現在、オスカー戦線まっただなか。土曜日のアメリカではとりわけ『ソーシャル・ネットワーク』陣営が大きな仕掛けに打って出た。というのも、あの長寿コメディ「サタデー・ナイト・ライブ」のオープニング・スケッチにて『ソーシャル・ネットワーク』の主演ジェシー・アイゼンバーグとこの物語のモデルとなったfacebook創始者マーク・ザッカーバーグがついに初対面を果たしたのだ。

このニュースの威力は抜群だった。エンタメ系ニュースサイトはどこも、最終日を迎えたサンダンス映画祭の受賞速報を早々に下段へと追いやり、横一線でこの「初対面」ニュースを報じた。米NBCは自社の放送番組を公式サイトにてアーカイブできるようになっているので(ただし米国内限定)このニュースは一気にアメリカ中に、そしてYouTubeなどを使って世界中へと浸透していった。

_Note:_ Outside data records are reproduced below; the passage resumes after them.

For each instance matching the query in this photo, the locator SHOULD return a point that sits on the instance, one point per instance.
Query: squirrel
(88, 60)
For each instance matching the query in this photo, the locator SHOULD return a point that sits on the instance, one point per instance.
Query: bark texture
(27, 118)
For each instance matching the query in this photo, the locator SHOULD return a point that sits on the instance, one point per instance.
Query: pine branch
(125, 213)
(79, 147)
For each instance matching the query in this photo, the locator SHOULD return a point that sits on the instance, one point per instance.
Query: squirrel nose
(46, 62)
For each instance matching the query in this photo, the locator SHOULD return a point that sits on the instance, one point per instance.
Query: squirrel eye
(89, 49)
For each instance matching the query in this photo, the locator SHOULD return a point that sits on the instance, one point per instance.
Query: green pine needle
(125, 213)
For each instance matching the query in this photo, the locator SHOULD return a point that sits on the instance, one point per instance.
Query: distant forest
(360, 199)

なぜ『ソーシャル・ネットワーク』側はSNL侵略をこの日に据えたのか?

それはこの日のオンエアから数時間後に発表される米監督協会(DGA)賞の勢いを援護するためではないだろうか。プロデューサー協会賞では『英国王のスピーチ』にお株を奪われたものの、監督部門に関してはトム・フーパー(英国王)よりもデヴィッド・フィンチャー(ソーシャル)に分がある。下馬評では誰もがフィンチャーに軍配が上がるものと予想してやまない。

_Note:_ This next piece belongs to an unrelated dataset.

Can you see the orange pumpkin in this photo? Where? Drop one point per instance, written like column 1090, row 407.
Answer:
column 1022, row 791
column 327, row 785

仮にここでフィンチャーが勝利すると、エンタメ紙上ではフィンチャー写真、それに先のW(ジェシー&マーク)ザッカーバーグ写真が2段連続で踊るというレイアウトになる。そこで完成する3人のトライアングルは、『英国王』に傾いた空気を一変するのに十分なインパクトを放つことだろう。

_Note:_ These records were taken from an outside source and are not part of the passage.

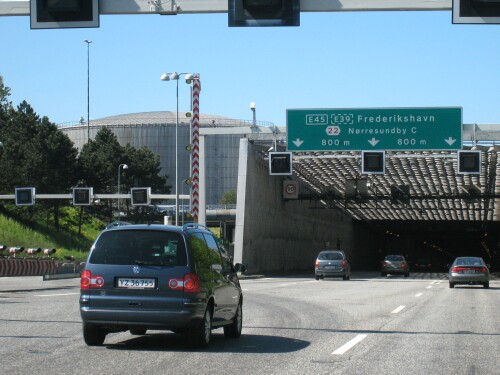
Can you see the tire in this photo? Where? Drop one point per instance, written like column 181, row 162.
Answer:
column 233, row 331
column 93, row 335
column 202, row 334
column 138, row 332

これは翌日(日曜)に控える俳優協会賞に向けての対策でもある。こちらでは『ソーシャル』の受賞はほぼ不可能とされており、本作の影が薄まることは免れない。この最も重要な時期に本作の存在感を示すためには、土曜日の打ち上げ花火をできるだけセンセーショナルに演出したほうがいい。。。

とまあ、こんな宣伝戦略上の予測が立てられていたのではないか、と勝手に想像するわけだが、ご存じの通り、ここで大波乱が巻き起こった。

なんと監督協会賞を制覇したのはフィンチャーではなく、『英国王のスピーチ』のトム・フーパーだったのだ。まさかの大逆転劇。同賞は過去90パーセントの確率でアカデミー賞監督賞と直結しているだけに、このお墨付きの威力は大きい。かと言ってこれで賞レースがジ・エンドというわけではないのだが、少なくともこの瞬間、陣営が思い描いていたであろう“最高のトライアングル”は夢の藻屑となって消えた。

一時期は追い風に恵まれた『ソーシャル・ネットワーク』だが、これから数日間は耐え忍ぶ時間が続くかもしれない。だが賞レースとはオスカーに向けた前戯のようなもの。このシーソーゲームの揺れが激しいほど観客が熱狂するであろうことは、自らがハリウッドの仕事人として生きる投票者たちにとって百も承知の鉄則だ。

この先、再び『ソーシャル・ネットワーク』に良い風が吹きレースを最高に面白くしてくれることを期待している。